The description is well-structured with clear sections (Args, Returns) and uses bullet-like formatting that makes parameters easy to scan. Every sentence serves a purpose - the opening statement defines the tool, and each parameter explanation is necessary. It could be slightly more concise by combining some parameter explanations, but overall it's efficiently organized.

Shorter descriptions cost fewer tokens and are easier for agents to parse. Every sentence should earn its place.

Completeness3/5

Given the tool's complexity, does the description cover enough for an agent to succeed on first attempt?

Given the complexity (11 parameters, no annotations, no output schema), the description is partially complete but has significant gaps. It excels at parameter documentation but lacks crucial context about the search behavior, result format beyond 'list of matching transactions,' error handling, and how this tool relates to sibling tools. For a search operation in a financial context, more behavioral transparency would be expected.

Complex tools with many parameters or behaviors need more documentation. Simple tools need less. This dimension scales expectations accordingly.

Parameters5/5

Does the description clarify parameter syntax, constraints, interactions, or defaults beyond what the schema provides?

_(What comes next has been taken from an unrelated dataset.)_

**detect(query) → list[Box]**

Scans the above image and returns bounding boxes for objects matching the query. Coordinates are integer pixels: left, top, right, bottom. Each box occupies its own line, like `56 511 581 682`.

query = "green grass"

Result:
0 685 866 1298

The description provides excellent parameter semantics that fully compensate for the 0% schema description coverage. Each of the 11 parameters is clearly documented with meaningful explanations beyond just their names (e.g., 'Text to search for in transaction descriptions,' 'Start date in YYYY-MM-DD format,' 'Whether to exclude invoices'). The description adds substantial value by explaining what each parameter does, their formats, and default values where applicable.

Input schemas describe structure but not intent. Descriptions should explain non-obvious parameter relationships and valid value ranges.

Purpose4/5

Does the description clearly state what the tool does and how it differs from similar tools?

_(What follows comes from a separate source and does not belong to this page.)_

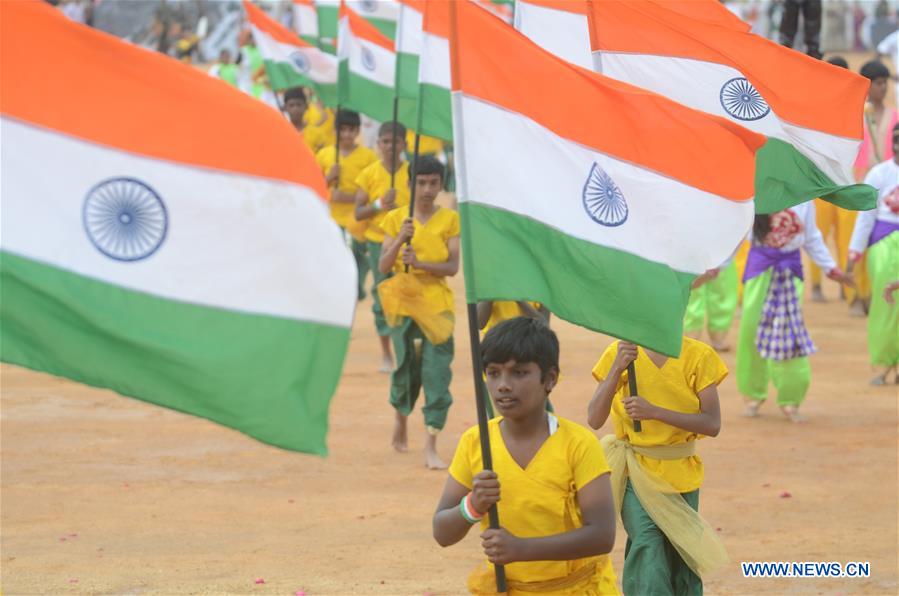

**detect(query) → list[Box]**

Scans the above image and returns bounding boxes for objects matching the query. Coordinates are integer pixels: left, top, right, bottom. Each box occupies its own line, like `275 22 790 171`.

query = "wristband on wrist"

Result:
459 493 484 524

The description clearly states the tool's purpose: 'Search for transactions matching specified criteria.' This is a specific verb ('search') applied to a specific resource ('transactions'), making the function immediately understandable. However, it doesn't explicitly differentiate from sibling tools like 'list_invoices' or 'get_transaction' (though none exist), so it doesn't reach the highest tier of sibling differentiation.

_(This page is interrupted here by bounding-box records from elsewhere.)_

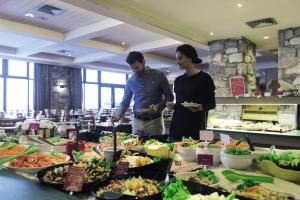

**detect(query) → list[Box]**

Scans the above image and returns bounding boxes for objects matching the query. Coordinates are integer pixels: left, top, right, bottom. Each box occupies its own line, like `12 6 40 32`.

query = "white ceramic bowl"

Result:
178 146 196 162
103 147 124 163
174 172 220 187
3 155 70 174
220 151 252 169
196 145 221 167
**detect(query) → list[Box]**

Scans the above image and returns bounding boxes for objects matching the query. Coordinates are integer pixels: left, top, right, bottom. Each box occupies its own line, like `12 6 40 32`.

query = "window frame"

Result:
82 68 129 110
0 59 34 113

Agents choose between tools based on descriptions. A clear purpose with a specific verb and resource helps agents select the right tool.

Usage Guidelines2/5

Does the description explain when to use this tool, when not to, or what alternatives exist?

The description provides no guidance on when to use this tool versus alternatives. There's no mention of prerequisites, when this search is appropriate versus other listing tools, or any context about transaction types. The agent must infer usage from the parameter list alone, which is insufficient for optimal tool selection.

Agents often have multiple tools that could apply. Explicit usage guidance like "use X instead of Y when Z" prevents misuse.